Single-cell differential abundance detection: A new angle on dissecting tumor heterogeneity

Table 1 Some specific applications of differential abundance methods in the study of tumor heterogeneity

Tumor type	Practical application	DA method	Ref.
Head and neck squamous cell carcinoma	Milo identified FRC-like fibroblasts as significantly enriched in immune-hot HNSCC tumors, correlating with better immunotherapy response	Milo	[44]
Gastric cancer	The DA method revealed increasing immune cell abundance (T cell, B cell, NK cell) from non-atrophic gastritis to gastric cancer, with intestinal metaplasia as the key immune evasion turning point	Milo	[34]
Colorectal cancer	DA analysis showed BRAFi + EGFRi enriched EECs in BRAFV600E CRC, while LSD1 inhibition blocked this and enhanced efficacy	propeller	[38]
High-grade serous ovarian cancer	DA analysis revealed myeloid-driven CD8+ T cell exhaustion in ovarian cancer post-chemotherapy, highlighting NECTIN2-TIGIT as an immunotherapy target	propeller	[32]
Pancreatic cancer	DA analysis revealed that neoadjuvant therapy reshapes the pancreatic cancer TME, causing significant shifts in specific immune and fibroblast subpopulations	scCODA	[45]
Lung cancer	Cydar revealed that lung cancers with different driver mutations exhibit significant shifts in T cell subsets, shaping distinct differentiation patterns. Additionally, diffcyt linked specific CAF phenotypes (ifnCAFs, iCAFs) to good prognosis and others (tCAFs, hypoxic tCAFs) to poor prognosis	Cydar/diffcyt	[46,47]
Clear cell renal cell carcinoma	DA analysis showed high-risk ccRCC patients had protumor immune phenotypes lacking specific immune checkpoints	propeller	[48]
Melanoma	The propeller showed immune “cold” uveal melanoma had depleted immune cell subsets, while “hot” cases were enriched with immune response-related cells. Additionally, Milo revealed significant enrichment of antitumor immune cells after personalized neoantigen vaccination in melanoma patients	propeller/Milo	[49,50]
Multiple myeloma	DA-seq showed that post-BCMA CAR-T therapy, responders enriched effector immune cells, while non-responders enriched immunosuppressive subsets. The propeller used DA to compare immune cells in long-term multiple myeloma survivors and controls, finding significant lasting changes decades after treatment	DA-seq/propeller	[51,52]
B cell lymphoma	scCODA showed responders to CAR-T therapy had significant enrichment of antitumor immune cell subsets. Cydar revealed regulatory CAR-T cells enriched in resistant patients after CD19-CAR-T therapy, linked to treatment resistance	scCODA/Cydar	[53,54]
Acute myeloid leukemia	DA analysis revealed significant myeloid and immune cell changes in STAG2-mutant AML, linked to disease and gene abnormalities	Cydar	[55]
Pediatric Hodgkin lymphoma	DA analysis showed multiple T cell subsets were reduced in pediatric Hodgkin lymphoma tumors, indicating widespread T cell suppression	DCATS	[56]

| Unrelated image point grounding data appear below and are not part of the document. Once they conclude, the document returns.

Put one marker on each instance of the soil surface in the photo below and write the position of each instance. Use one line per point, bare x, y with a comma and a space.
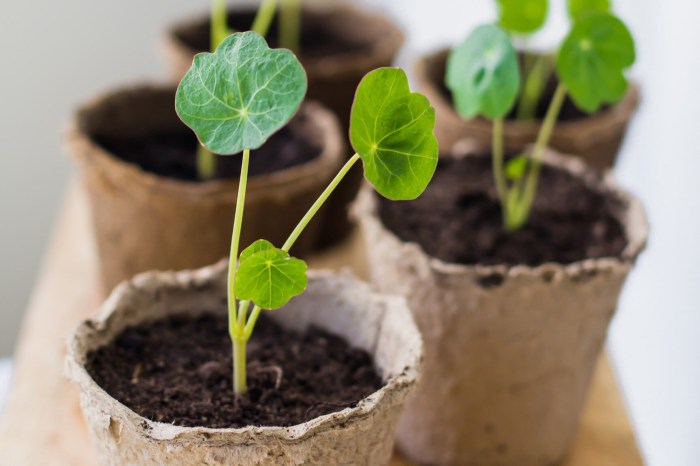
173, 154
458, 219
178, 370
318, 37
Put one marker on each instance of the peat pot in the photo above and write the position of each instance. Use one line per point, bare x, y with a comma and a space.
337, 303
595, 138
339, 45
150, 212
509, 349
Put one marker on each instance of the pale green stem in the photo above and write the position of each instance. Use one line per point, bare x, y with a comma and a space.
290, 25
206, 163
250, 325
319, 202
234, 330
497, 161
219, 23
543, 138
263, 20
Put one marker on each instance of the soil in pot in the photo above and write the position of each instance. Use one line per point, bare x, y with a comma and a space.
458, 219
178, 370
172, 154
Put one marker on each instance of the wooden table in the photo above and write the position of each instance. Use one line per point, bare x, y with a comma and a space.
42, 424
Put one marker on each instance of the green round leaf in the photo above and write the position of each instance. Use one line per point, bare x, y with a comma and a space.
592, 60
581, 8
238, 96
483, 74
522, 16
268, 276
391, 128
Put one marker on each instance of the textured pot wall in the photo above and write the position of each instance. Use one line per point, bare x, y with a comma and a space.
333, 78
507, 367
143, 221
595, 139
338, 303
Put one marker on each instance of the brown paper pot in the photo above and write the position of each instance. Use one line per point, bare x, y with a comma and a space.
338, 303
507, 367
372, 41
596, 138
144, 221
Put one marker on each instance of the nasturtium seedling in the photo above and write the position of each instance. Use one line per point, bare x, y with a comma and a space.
484, 77
391, 128
482, 73
522, 16
580, 8
593, 58
237, 97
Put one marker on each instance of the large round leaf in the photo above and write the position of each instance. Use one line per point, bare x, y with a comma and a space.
268, 276
581, 8
592, 60
522, 16
391, 128
483, 74
238, 96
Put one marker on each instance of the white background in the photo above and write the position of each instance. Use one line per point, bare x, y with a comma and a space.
56, 53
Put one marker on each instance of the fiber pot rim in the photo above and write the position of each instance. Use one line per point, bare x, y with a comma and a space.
79, 345
83, 148
631, 216
616, 114
388, 41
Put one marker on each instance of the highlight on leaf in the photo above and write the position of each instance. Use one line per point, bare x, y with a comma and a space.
238, 96
391, 128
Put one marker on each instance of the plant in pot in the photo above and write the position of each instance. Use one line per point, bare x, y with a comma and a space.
594, 134
512, 266
155, 206
334, 51
154, 367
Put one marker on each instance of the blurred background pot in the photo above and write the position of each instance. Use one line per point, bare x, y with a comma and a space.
144, 220
595, 138
509, 350
339, 45
337, 303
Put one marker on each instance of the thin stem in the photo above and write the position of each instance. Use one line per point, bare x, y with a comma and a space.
290, 25
543, 138
219, 23
263, 20
206, 163
497, 160
537, 76
239, 366
319, 202
234, 329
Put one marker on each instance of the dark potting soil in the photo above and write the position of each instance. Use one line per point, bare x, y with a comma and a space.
318, 37
173, 154
178, 370
458, 219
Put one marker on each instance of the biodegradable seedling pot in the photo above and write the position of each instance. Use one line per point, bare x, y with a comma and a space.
339, 45
145, 221
595, 138
337, 303
509, 350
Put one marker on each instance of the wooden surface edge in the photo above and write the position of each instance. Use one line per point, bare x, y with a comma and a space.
42, 423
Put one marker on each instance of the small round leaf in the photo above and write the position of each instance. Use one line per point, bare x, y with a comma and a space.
522, 16
581, 8
391, 128
269, 276
483, 74
592, 60
238, 96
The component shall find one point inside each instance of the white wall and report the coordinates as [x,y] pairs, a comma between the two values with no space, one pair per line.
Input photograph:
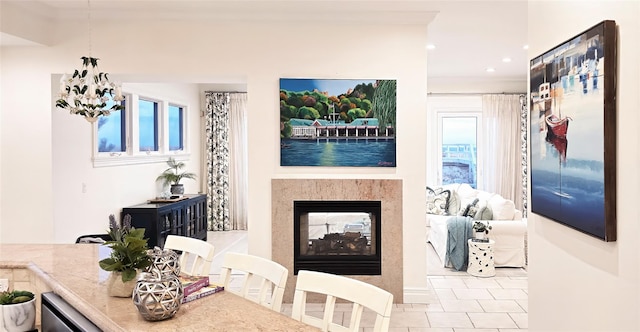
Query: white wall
[200,53]
[577,282]
[84,196]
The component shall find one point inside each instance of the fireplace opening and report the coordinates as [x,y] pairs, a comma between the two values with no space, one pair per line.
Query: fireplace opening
[340,237]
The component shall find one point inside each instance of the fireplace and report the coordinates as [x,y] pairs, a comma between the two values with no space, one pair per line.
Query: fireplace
[340,237]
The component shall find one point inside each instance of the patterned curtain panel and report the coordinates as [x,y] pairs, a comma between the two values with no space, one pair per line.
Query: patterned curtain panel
[217,154]
[524,130]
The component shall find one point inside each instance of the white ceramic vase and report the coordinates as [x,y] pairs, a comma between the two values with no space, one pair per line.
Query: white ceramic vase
[18,317]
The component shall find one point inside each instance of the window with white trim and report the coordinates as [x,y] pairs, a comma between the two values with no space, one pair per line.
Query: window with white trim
[176,128]
[147,125]
[149,129]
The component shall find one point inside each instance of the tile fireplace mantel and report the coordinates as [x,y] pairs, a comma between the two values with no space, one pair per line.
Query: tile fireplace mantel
[285,191]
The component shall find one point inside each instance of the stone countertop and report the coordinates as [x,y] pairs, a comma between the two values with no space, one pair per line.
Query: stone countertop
[72,272]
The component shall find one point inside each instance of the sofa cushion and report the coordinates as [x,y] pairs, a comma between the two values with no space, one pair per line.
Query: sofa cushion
[467,193]
[470,209]
[501,208]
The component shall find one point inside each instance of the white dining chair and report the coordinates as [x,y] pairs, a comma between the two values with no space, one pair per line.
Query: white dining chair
[271,276]
[196,256]
[360,294]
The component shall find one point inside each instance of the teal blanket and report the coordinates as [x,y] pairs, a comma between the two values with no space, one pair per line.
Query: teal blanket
[459,230]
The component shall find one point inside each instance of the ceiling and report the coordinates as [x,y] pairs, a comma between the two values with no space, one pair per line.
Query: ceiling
[469,36]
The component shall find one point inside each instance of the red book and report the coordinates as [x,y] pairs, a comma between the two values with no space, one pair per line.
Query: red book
[191,284]
[202,292]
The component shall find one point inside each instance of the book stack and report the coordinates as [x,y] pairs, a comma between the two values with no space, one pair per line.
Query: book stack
[196,287]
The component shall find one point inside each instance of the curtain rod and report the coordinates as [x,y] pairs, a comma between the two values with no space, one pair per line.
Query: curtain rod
[475,93]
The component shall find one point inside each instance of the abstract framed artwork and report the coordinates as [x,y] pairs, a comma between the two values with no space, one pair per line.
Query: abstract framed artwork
[573,132]
[337,122]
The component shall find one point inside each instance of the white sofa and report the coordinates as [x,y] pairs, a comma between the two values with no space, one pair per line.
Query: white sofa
[509,230]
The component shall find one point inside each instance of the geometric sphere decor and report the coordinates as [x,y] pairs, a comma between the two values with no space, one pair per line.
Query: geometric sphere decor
[163,261]
[158,298]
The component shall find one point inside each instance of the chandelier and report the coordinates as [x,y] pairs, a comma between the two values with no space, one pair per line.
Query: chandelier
[88,90]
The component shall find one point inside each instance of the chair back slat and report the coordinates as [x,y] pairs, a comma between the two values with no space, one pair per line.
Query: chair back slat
[272,278]
[196,257]
[360,294]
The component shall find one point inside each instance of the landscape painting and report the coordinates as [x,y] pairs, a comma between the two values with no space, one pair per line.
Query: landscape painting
[337,122]
[573,132]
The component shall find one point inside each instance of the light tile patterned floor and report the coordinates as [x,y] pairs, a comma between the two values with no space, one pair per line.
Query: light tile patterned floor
[463,304]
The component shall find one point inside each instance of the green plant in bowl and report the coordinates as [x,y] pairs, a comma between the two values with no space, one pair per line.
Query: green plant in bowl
[15,297]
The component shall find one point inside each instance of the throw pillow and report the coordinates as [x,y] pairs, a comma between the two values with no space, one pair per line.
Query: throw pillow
[437,201]
[484,213]
[454,203]
[470,210]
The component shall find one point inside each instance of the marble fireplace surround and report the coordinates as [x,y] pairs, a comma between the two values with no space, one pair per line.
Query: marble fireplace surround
[285,191]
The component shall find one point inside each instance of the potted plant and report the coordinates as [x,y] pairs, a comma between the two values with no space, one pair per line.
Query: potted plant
[481,229]
[17,311]
[128,256]
[172,176]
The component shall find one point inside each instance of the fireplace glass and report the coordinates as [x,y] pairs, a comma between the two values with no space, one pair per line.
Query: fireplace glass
[337,236]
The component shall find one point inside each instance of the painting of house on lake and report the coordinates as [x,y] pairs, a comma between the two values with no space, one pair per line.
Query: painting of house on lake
[337,122]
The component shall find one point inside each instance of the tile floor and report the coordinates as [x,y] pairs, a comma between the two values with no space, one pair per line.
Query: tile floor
[463,303]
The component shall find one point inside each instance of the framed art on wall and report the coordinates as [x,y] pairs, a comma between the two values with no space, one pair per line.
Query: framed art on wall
[337,122]
[573,132]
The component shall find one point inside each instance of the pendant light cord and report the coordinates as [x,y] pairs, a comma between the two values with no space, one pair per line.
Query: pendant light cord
[89,24]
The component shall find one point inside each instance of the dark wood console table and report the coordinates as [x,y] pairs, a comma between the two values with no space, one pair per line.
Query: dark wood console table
[186,217]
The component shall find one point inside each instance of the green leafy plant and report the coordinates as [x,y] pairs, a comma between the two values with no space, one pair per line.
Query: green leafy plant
[15,296]
[128,249]
[172,175]
[479,226]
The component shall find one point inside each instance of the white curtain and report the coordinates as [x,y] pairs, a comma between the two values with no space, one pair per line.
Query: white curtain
[238,173]
[226,160]
[502,146]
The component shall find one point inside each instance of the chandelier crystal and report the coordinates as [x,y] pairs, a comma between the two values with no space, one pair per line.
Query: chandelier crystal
[88,90]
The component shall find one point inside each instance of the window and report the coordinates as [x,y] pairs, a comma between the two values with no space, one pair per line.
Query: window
[111,130]
[150,129]
[176,128]
[454,143]
[458,141]
[148,125]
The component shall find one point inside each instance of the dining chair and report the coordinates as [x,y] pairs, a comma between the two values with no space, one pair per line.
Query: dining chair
[360,294]
[196,256]
[272,278]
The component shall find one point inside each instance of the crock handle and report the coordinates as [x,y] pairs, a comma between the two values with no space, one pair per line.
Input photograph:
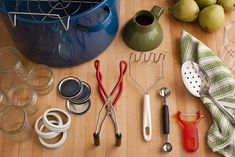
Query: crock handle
[157,11]
[98,26]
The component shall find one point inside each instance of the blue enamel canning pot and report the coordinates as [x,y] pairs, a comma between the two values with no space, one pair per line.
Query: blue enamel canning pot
[61,33]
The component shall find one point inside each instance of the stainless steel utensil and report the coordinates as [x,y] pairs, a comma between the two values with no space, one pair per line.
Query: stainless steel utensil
[147,124]
[197,82]
[165,92]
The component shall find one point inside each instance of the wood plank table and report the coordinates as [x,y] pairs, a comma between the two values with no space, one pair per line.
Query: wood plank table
[80,141]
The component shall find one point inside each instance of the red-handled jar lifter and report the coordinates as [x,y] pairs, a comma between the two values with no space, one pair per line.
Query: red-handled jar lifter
[109,101]
[191,142]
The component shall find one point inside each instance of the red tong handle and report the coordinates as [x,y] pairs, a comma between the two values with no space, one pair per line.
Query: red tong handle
[118,86]
[191,142]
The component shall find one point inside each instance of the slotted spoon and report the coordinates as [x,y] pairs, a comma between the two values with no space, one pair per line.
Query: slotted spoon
[198,84]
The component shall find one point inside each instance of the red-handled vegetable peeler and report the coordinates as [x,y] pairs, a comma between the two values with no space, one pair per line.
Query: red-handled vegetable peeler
[191,142]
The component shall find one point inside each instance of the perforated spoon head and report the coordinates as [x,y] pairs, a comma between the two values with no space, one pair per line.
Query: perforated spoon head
[195,79]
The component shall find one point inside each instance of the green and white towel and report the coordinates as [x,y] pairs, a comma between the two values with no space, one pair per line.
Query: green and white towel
[221,134]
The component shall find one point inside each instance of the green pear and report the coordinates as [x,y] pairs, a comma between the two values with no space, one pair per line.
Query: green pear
[185,10]
[212,18]
[228,5]
[204,3]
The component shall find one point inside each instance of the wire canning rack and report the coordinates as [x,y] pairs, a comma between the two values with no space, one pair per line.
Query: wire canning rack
[45,10]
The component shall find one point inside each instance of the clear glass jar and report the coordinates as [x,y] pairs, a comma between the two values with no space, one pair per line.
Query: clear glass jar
[14,123]
[12,70]
[41,78]
[25,97]
[227,53]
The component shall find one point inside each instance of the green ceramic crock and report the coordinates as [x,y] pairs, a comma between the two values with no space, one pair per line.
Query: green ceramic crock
[143,32]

FRC: Fibroblastic reticular cell; HNSCC: Head and neck squamous cell carcinoma; DA: Differential abundance; BRAFi: V-raf murine sarcoma viral oncogene homolog B inhibitor; EGFRi: Epidermal growth factor receptor inhibition; EECs: Enteroendocrine cells; BRAF^V600E: V-raf murine sarcoma viral oncogene homolog B (V600E); CRC: Colorectal cancer; LSD1: Lysine-specific demethylase 1; CD: Cluster of differentiation; NECTIN2: Nectin cell adhesion molecule 2; TIGIT: T-cell immunoglobulin and ITIM domain; TME: Tumor microenvironment; CAF: Cancer-associated fibroblast; ifnCAF: Interferon-responsive-cancer-associated fibroblast; iCAF: Inflammatory cancer-associated fibroblast; tCAF: Tumor-associated fibroblast; ccRCC: Clear cell renal cell carcinoma; BCMA: B-cell maturation antigen; CAR-T: Chimeric antigen receptor T-cell; AML: Acute myeloid leukemia.